München - Rechtzeitig zum Fahrplanwechsel am 9. Dezember wollte die Deutsche Bahn ihren Fahrgästen neue Hochgeschwindigkeitszüge präsentieren. Doch die Kunden und der Konzern müssen warten, denn Siemens hat die Auslieferung der ICE 3-Züge (Velaro D) erneut verschoben. "Ursache dafür sind Probleme mit der Zugsteuerung, die in den vergangenen Wochen bei Testfahrten aufgetreten sind", teilte Siemens mit. Die Übergabe der Züge für den Inlandsverkehr verzögere sich über Anfang Dezember hinaus.
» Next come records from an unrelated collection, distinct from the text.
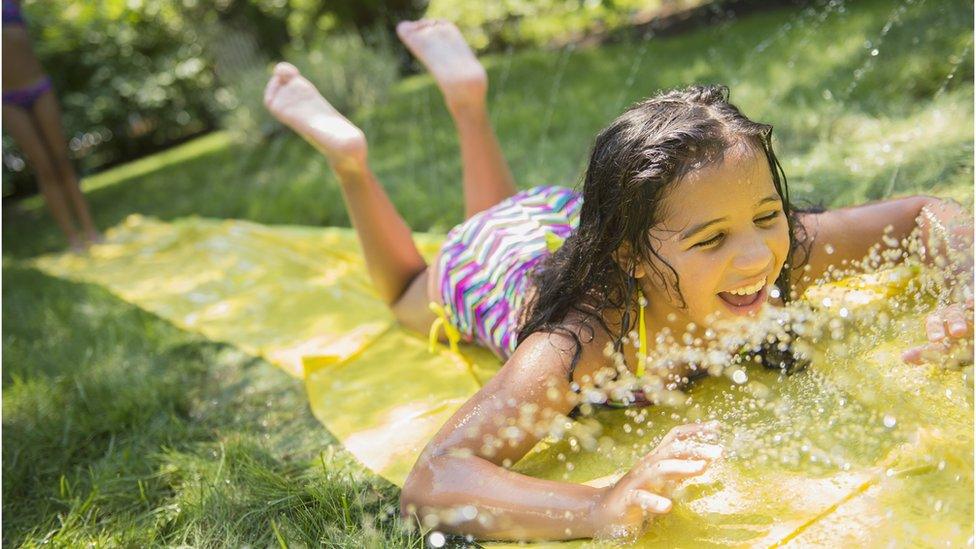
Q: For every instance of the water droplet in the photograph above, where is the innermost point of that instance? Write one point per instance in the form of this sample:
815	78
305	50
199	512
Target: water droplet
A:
436	539
740	377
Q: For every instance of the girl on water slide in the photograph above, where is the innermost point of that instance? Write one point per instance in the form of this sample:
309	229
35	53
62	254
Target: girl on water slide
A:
684	219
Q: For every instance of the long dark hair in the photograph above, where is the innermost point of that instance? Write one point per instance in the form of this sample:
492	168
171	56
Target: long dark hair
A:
635	161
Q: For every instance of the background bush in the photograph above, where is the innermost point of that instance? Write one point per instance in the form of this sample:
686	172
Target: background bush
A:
137	76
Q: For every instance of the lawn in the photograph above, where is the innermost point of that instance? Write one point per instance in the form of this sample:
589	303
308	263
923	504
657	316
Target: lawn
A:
119	429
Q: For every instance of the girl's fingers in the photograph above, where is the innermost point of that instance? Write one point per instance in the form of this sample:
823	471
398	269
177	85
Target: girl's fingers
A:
935	327
650	502
926	353
689	449
662	475
955	319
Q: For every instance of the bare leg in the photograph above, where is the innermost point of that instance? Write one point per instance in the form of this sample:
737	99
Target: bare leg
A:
48	116
392	259
439	45
21	126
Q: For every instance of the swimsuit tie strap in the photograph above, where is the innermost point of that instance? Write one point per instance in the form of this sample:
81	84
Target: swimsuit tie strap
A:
453	335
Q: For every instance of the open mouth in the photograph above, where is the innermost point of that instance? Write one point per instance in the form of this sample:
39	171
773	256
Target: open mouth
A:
747	299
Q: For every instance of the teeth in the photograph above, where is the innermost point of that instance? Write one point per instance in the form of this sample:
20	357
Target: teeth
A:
749	290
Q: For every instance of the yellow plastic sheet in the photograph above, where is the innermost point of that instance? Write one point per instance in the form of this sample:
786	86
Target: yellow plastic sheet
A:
859	450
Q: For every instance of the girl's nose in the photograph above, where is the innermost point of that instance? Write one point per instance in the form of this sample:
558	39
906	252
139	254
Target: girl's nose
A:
752	257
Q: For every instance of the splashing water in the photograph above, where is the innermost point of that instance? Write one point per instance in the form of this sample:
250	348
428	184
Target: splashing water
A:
854	448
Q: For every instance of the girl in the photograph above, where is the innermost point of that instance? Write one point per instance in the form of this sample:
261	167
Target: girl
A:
684	209
32	116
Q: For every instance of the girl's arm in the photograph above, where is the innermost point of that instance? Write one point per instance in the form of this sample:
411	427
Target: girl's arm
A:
461	483
945	231
840	237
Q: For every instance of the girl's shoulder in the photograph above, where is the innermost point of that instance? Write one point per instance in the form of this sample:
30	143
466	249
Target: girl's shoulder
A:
576	330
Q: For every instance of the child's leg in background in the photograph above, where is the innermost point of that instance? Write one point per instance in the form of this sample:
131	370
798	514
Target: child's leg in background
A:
439	45
393	261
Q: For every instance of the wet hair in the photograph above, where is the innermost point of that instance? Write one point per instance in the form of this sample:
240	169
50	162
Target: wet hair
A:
635	162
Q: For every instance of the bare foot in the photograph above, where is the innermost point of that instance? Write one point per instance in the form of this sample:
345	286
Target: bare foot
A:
294	101
441	48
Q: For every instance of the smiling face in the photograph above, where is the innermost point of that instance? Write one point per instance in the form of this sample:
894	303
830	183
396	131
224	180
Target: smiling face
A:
725	235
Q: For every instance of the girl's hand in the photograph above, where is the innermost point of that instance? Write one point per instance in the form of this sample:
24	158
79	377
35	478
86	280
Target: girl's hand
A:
624	509
946	328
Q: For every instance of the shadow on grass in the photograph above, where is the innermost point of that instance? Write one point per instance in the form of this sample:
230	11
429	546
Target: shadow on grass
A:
120	429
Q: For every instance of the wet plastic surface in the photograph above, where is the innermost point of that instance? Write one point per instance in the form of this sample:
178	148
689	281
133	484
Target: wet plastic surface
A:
858	450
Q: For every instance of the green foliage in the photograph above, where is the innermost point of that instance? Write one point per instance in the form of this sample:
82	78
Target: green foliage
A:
133	73
540	22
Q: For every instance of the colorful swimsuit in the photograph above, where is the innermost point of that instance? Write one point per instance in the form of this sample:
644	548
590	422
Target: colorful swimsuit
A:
485	262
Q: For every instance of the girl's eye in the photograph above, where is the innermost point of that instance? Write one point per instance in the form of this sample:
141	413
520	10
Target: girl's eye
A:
714	240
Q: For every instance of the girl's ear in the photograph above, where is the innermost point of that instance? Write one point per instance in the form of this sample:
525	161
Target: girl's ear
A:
629	261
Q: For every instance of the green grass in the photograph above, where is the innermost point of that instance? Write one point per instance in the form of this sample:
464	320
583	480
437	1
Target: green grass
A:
121	430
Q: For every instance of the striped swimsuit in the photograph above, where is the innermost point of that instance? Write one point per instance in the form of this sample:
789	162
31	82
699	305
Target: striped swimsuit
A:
485	262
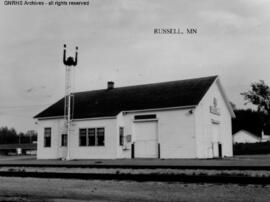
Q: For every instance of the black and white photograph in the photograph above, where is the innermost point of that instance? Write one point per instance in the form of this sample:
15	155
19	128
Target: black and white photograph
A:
123	100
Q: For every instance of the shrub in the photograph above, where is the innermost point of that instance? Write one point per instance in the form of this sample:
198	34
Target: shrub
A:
251	148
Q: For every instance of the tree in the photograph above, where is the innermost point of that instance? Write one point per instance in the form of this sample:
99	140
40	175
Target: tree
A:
8	136
249	120
259	95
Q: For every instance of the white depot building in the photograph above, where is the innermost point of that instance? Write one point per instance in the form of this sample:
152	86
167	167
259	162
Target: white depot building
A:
177	119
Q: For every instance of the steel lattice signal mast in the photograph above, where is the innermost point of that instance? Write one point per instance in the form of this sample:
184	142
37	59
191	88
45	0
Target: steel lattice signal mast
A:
68	62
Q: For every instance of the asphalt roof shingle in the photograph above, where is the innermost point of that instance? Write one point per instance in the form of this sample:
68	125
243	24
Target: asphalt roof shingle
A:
109	102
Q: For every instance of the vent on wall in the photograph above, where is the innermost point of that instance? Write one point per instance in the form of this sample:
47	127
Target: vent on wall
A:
146	116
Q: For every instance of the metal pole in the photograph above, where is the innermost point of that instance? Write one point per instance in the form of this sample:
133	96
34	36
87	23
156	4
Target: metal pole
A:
68	119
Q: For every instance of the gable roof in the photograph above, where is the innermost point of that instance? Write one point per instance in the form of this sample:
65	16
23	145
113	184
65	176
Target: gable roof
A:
248	133
109	102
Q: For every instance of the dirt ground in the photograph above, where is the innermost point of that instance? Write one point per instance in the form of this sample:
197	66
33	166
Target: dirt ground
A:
59	190
246	160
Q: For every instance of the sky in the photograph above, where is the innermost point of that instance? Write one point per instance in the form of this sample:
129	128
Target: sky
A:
117	43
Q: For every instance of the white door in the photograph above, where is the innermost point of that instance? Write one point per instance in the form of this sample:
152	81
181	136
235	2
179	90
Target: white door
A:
146	144
215	140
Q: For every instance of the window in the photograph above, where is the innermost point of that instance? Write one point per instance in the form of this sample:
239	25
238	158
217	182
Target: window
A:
82	136
92	137
121	136
100	137
47	137
146	116
64	140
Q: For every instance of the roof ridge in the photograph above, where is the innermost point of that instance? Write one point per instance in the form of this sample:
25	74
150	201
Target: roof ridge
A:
149	84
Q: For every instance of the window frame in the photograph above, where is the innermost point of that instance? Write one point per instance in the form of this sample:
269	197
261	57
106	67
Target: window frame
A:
95	129
121	136
80	144
47	135
62	140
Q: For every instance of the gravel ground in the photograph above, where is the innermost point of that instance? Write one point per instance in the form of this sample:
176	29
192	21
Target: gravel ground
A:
252	173
59	190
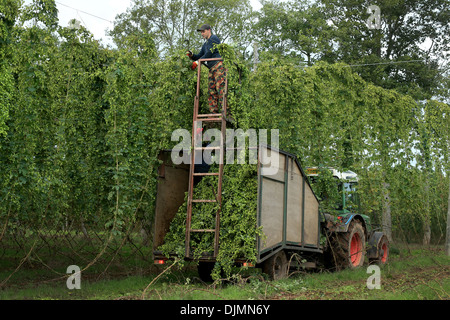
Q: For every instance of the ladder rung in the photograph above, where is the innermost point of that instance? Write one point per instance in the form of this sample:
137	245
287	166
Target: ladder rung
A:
208	148
217	115
203	230
206	174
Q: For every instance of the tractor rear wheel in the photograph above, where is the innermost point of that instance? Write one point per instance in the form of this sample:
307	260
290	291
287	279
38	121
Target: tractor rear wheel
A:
276	267
351	246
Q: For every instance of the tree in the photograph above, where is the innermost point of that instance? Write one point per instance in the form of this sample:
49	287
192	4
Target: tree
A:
171	23
413	31
8	14
296	28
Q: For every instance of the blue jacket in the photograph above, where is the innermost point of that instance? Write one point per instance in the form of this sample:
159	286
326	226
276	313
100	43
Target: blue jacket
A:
208	52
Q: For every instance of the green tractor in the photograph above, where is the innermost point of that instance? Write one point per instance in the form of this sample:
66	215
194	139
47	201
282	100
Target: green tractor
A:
350	235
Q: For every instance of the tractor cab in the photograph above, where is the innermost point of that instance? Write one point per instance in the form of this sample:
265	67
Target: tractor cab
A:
337	192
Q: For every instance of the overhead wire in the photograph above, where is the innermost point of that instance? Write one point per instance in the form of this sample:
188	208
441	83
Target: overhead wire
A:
78	10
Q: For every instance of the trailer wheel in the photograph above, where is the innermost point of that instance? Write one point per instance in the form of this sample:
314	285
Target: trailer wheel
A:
276	267
351	246
382	251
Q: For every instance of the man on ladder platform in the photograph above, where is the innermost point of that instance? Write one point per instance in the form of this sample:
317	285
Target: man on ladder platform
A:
217	103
Die Bahn hatte schon für Ende 2011 insgesamt 16 Züge bestellt. Wegen erster Lieferverzögerungen verpflichtete sich Siemens im Januar, der Bahn einen ICE-Zug umsonst zu liefern. Im September versicherte Siemens, rechtzeitig zum Start des neuen Winterfahrplans stünden der Bahn zumindest acht voll einsatzfähige Züge zur Verfügung.
Noch im Oktober hatte Bahn-Chef Rüdiger Grube verkündet, er gehe davon aus, dass die acht Züge vom Typ Velaro D bis Ende dieses Jahres auf den Gleisen sind. "Da setze ich auf das Wort von Siemens-Chef Peter Löscher", hatte Grube erklärt. Für die Bahn sind neue Züge enorm wichtig. Der Konzern hat mehr Zuverlässigkeit im Winterbetrieb versprochen, die unter anderem durch eine Reserveflotte gewährleistet werden soll.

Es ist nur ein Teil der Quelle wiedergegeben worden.